Killing the Machinist
The one-armed machinist who Stern hires to work in the factory is not a machinist at all. The guy's elderly and already shows evidence of regular beatings. Stern hires him because the Nazis usually killed off the disabled first—they were of no use to them. Being healthy enough to work was one protection against being killed, and Stern knows that working in the factory is this man's only hope. Schindler's skeptical—more than skeptical—but Stern barely mollifies him with the assurance that the machinist is "very skilled."
It doesn't work for very long—the Nazis shoot the man—but it does give Schindler his first real opportunity to side with the Jews against the Nazis. He's angry at Stern for hiring such a clearly unqualified worker, but when he complains to the Nazis about the death of one of his workers, he echoes Stern's words: "quite skilled."
The word "skilled" shows up again and again: Schindler's convenient justification for saving people's lives. He can't say, "Shooting those people is incredibly wrong and I'm going to step in and stop you." If he did that, he'd be the next guy shot. Instead, he has to pretend he's only interested in results; "skilled" workers are important to the war effort.

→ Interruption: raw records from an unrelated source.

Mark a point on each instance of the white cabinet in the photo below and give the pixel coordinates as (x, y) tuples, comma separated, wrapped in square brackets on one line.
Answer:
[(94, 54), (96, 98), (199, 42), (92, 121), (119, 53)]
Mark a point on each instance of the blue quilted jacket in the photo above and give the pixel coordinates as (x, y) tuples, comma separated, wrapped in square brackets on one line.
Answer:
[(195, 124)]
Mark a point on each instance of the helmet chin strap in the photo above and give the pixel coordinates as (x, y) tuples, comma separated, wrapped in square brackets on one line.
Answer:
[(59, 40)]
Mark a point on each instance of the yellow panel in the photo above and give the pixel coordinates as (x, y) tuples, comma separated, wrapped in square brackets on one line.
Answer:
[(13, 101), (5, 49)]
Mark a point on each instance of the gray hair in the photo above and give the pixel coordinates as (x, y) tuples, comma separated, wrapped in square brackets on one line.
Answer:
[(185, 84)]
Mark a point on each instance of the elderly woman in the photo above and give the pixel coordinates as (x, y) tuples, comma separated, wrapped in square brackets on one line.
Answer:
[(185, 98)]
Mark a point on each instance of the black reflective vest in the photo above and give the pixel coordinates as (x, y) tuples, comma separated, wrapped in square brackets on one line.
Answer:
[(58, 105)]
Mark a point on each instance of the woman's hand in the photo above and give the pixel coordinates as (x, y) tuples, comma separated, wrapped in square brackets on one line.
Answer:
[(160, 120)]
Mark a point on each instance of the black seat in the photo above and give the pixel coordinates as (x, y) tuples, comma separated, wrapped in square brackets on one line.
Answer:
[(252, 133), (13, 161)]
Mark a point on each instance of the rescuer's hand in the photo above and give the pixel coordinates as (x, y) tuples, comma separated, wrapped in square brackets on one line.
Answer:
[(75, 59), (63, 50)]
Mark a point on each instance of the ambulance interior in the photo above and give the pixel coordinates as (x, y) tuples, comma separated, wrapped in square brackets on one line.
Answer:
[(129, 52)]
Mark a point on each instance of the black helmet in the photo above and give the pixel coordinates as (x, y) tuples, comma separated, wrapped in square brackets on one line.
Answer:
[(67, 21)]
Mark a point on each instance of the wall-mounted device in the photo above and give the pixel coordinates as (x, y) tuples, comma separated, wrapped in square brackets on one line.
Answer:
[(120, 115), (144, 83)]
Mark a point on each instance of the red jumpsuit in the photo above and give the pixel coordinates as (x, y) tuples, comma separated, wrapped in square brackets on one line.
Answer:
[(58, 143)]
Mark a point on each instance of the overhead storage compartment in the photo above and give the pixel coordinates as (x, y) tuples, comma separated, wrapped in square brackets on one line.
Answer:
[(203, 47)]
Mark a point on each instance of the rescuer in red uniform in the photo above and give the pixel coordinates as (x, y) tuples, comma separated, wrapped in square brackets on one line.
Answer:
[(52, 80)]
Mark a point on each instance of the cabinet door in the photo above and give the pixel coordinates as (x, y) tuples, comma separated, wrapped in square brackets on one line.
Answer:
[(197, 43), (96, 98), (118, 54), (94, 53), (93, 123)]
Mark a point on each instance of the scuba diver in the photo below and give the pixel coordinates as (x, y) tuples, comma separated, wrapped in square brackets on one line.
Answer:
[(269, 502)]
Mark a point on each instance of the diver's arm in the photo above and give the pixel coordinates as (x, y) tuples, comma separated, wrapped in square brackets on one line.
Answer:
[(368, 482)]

As the movie goes on, he extends that justification to everyone he can. He even invents a convincing whopper about needing children "to polish the inside of a 45 millimeter shell casing" because only their tiny hands are sufficiently "skilled." The killing of the machinist, like the death of the little girl in the red coat, was a moral revelation for Schindler, one that motivated him to get into the business of saving people rather than exploiting them.